Francis Ford Coppola taps Walter Salles to direct his long-awaited big screen version of Jack Kerouac's On The Road

By Josh Grossberg Aug 05, 2005 9:30 PMTags

Francis Ford Coppola has made Walter Salles an offer he can't refuse.

The Godfather mastermind has tapped the Brazilian filmmaker, best known for last year's critically-praised indie hit, The Motorcycle Diaries, to direct a long-awaited big-screen version of Jack Kerouac's Beat classic, On the Road.

Coppola will executive produce the project through his American Zoetrope shingle in association with Focus Features, the specialty film division of Universal Pictures.

"The book is inherently difficult to adapt to the screen, and we've never quite found the right combination of director and writer to do it justice until now," Coppola said in a statement.

Salles, 49, will adapt the famed novel with his writing partner, Jose Rivera. The two scored an Oscar nomination for their screenplay for The Motorcycle Diaries, a dramatization of South American revolutionary "Che" Guevara's recollections of a road trip he took as a youth that influenced his political views.

On the Road shares more than a few similarities with Diaries. Published in 1957, Kerouac's thinly-fictionalized autobiography recounts the wild journeys of his alter ego, Sal Paradise, hitchhiking through 1950s America. The drug and alcohol-fueled stream of consciousness tales eventually gave rise to the Beat movement and influenced generations of writers.

"On the Road is a seminal book that gave voice to a whole generation?capturing its hunger for experience, unwillingness to accept imposed truths and dissatisfaction with the status quo," added Salles. "It is as modern today as it was four decades ago."

Coppola, who at one time considered taking the helm himself, has spent years trying to get On the Road off the ground since acquiring the rights in 1979. Over time, he's hired various screenwriters to take a crack at the project, but to no avail.

The latest reported attempt was in 2002 when Coppola tapped author Russell Banks to do a draft and had supposedly considered handing the reins to Phantom of the Opera director Joel Schumacher. (He must have seen Batman & Robin, however, because that idea quickly went south.)

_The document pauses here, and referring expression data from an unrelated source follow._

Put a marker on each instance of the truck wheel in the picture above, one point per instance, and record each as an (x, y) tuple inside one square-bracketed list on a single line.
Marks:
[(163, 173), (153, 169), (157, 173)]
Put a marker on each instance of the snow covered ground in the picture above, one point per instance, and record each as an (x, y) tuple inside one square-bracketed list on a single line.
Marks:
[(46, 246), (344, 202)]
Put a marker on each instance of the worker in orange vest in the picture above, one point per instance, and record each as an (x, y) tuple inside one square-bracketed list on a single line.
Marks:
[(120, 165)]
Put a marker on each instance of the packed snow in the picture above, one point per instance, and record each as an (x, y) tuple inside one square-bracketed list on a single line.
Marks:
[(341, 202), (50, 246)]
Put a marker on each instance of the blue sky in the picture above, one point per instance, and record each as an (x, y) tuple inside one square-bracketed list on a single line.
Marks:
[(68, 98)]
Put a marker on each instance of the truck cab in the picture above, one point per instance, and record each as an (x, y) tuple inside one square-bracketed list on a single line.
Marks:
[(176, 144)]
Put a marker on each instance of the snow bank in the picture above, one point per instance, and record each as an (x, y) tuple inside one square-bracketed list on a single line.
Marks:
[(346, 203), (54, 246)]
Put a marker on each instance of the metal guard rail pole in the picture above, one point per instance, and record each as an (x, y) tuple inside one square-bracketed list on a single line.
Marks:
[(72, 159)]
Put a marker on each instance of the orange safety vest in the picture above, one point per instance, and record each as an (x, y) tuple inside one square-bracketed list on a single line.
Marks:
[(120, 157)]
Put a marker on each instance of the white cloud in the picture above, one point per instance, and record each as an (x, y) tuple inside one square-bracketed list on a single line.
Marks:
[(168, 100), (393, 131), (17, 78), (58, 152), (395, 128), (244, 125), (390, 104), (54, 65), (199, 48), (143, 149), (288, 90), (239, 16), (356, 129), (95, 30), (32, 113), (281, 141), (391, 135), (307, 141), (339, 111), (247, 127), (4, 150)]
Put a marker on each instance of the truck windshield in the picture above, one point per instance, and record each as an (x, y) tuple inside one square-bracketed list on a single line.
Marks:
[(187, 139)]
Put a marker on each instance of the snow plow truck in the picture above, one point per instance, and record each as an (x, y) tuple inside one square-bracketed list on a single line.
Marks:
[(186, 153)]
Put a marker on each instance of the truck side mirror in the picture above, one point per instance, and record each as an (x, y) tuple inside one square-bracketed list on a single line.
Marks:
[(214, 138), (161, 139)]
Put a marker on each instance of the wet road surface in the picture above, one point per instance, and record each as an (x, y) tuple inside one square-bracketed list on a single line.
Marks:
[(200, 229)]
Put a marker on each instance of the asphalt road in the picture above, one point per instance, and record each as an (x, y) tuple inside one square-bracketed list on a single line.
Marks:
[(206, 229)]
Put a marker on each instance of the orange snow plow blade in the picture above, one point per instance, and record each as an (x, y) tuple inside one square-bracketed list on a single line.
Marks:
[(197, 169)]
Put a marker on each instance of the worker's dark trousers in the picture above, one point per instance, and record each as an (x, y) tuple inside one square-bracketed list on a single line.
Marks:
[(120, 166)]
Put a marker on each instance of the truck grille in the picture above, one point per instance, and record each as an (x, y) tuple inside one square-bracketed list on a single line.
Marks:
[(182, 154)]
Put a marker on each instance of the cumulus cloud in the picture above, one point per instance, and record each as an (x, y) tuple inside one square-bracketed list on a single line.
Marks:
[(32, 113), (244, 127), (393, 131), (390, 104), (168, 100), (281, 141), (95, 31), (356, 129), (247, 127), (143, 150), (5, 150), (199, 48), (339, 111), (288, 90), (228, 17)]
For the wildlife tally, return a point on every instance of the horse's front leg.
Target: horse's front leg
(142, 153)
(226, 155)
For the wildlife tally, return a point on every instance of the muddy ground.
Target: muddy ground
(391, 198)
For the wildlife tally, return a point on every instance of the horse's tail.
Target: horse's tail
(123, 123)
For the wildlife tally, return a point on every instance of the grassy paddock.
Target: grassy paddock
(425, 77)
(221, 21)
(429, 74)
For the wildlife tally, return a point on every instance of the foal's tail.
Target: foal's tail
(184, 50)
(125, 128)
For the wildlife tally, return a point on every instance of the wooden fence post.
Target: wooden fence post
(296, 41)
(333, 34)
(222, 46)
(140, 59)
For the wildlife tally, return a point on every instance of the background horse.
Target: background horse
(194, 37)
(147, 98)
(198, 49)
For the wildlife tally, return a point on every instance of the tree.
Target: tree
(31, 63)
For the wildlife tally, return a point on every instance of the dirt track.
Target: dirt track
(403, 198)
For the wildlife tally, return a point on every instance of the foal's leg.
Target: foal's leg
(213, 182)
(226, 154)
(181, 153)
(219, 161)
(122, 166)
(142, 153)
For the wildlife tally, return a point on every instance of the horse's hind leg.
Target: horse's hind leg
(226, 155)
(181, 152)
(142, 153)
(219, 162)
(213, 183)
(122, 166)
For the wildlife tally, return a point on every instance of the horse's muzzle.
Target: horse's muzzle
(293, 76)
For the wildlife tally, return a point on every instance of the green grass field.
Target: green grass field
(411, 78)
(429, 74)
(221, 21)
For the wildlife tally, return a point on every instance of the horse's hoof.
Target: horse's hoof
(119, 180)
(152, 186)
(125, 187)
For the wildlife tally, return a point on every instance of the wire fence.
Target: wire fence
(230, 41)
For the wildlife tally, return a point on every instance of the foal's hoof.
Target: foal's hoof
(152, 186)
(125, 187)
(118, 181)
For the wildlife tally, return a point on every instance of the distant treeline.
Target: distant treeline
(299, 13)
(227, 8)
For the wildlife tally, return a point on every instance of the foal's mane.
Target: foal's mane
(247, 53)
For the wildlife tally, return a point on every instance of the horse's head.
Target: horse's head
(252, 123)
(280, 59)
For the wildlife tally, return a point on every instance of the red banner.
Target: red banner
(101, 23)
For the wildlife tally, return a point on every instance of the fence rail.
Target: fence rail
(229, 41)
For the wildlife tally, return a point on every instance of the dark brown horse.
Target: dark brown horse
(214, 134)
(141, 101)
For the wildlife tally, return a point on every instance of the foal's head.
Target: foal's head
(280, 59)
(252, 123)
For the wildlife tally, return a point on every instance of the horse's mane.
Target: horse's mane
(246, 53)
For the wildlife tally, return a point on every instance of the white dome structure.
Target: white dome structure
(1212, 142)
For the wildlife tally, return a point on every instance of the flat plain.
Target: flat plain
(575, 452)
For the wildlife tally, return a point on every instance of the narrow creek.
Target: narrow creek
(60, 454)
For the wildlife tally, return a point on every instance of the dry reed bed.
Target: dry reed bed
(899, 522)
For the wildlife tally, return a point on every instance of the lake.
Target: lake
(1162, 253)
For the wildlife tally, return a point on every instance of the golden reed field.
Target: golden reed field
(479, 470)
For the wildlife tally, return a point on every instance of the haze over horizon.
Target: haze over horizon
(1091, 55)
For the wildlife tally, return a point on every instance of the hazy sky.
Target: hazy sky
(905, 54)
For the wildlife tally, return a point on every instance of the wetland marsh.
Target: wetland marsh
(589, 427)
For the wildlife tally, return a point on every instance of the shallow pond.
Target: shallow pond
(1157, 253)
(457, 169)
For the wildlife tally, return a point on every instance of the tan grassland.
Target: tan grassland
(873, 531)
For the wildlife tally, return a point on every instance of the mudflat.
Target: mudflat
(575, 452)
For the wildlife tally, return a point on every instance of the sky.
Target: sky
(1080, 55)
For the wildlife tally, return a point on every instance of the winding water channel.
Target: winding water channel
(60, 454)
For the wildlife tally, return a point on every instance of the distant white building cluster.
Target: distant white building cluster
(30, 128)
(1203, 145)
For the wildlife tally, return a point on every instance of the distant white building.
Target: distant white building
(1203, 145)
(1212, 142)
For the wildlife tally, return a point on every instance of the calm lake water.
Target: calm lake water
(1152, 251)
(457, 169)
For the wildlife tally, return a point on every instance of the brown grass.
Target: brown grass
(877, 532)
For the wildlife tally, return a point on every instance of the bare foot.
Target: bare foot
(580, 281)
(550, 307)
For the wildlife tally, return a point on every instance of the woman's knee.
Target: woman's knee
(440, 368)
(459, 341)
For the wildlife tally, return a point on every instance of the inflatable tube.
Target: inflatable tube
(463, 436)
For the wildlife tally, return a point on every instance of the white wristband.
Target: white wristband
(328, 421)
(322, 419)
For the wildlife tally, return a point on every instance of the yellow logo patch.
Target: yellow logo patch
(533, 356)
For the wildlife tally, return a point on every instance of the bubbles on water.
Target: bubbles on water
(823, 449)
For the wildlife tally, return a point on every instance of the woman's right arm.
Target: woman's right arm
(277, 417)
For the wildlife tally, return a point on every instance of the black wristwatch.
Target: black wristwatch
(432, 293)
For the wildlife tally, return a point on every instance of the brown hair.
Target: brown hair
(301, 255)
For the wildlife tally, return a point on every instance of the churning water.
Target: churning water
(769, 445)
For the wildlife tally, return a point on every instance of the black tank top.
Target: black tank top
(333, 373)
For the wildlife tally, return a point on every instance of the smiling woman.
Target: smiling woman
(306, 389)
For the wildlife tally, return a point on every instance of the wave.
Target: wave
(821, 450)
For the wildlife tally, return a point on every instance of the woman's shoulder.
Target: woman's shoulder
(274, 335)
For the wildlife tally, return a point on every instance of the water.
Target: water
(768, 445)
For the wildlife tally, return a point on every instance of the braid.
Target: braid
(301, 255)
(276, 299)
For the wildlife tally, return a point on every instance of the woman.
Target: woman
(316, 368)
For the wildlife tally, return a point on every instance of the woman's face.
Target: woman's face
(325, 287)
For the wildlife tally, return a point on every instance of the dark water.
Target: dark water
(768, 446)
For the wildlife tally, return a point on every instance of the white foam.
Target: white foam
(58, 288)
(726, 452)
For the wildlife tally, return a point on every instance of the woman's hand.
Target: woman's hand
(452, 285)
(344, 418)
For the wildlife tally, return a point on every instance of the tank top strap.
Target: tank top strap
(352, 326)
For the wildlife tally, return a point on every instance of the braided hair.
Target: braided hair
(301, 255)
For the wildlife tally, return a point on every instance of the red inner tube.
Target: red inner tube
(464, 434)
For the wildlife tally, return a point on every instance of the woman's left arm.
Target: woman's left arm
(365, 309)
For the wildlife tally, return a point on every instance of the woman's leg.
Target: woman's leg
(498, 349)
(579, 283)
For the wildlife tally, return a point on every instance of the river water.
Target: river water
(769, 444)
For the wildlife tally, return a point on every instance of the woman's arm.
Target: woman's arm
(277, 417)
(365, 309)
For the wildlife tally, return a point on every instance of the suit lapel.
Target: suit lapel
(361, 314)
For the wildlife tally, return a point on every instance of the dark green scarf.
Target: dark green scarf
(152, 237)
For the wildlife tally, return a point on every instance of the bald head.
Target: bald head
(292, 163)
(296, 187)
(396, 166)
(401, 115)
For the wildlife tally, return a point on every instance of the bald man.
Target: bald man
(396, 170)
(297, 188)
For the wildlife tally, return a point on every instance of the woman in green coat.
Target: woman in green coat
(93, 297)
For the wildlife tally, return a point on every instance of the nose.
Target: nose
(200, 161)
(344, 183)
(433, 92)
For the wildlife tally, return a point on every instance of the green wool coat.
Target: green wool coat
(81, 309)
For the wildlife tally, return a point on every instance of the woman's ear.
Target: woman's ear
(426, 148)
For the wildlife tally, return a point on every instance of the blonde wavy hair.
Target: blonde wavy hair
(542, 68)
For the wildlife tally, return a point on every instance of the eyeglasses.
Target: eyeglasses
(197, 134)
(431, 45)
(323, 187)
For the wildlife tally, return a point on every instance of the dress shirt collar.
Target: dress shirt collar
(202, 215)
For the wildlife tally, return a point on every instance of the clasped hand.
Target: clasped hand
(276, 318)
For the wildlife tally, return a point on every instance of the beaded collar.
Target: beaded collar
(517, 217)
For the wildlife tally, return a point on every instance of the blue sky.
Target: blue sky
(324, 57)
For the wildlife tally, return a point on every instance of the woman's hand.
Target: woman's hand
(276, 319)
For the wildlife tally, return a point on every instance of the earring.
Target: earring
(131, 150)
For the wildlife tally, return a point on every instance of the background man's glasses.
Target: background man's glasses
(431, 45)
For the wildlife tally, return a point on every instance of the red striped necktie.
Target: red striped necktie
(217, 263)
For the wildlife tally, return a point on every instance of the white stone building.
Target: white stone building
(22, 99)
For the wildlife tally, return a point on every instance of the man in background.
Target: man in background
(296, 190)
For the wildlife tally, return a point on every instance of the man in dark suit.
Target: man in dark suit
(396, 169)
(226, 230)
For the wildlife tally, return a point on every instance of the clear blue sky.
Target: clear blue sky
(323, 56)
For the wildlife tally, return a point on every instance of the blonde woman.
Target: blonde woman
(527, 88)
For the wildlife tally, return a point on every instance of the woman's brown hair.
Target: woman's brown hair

Salles appears to be the best man for the material given his expertise at handling intimate character dramas such as his breakout international hit, Central Station. A few years later, he followed with The Motorcycle Diaries, starring Gael García Bernal as Che. Released by Focus Features, the flick grossed $16 million, making it one of the highest tallies ever for a Spanish-language film in the U.S.

Salles' other credits include 1991's Exposure, 2001's Behind the Sun, and the Jennifer Connelly thriller Dark Water, which has raked in $24 million since its release last month.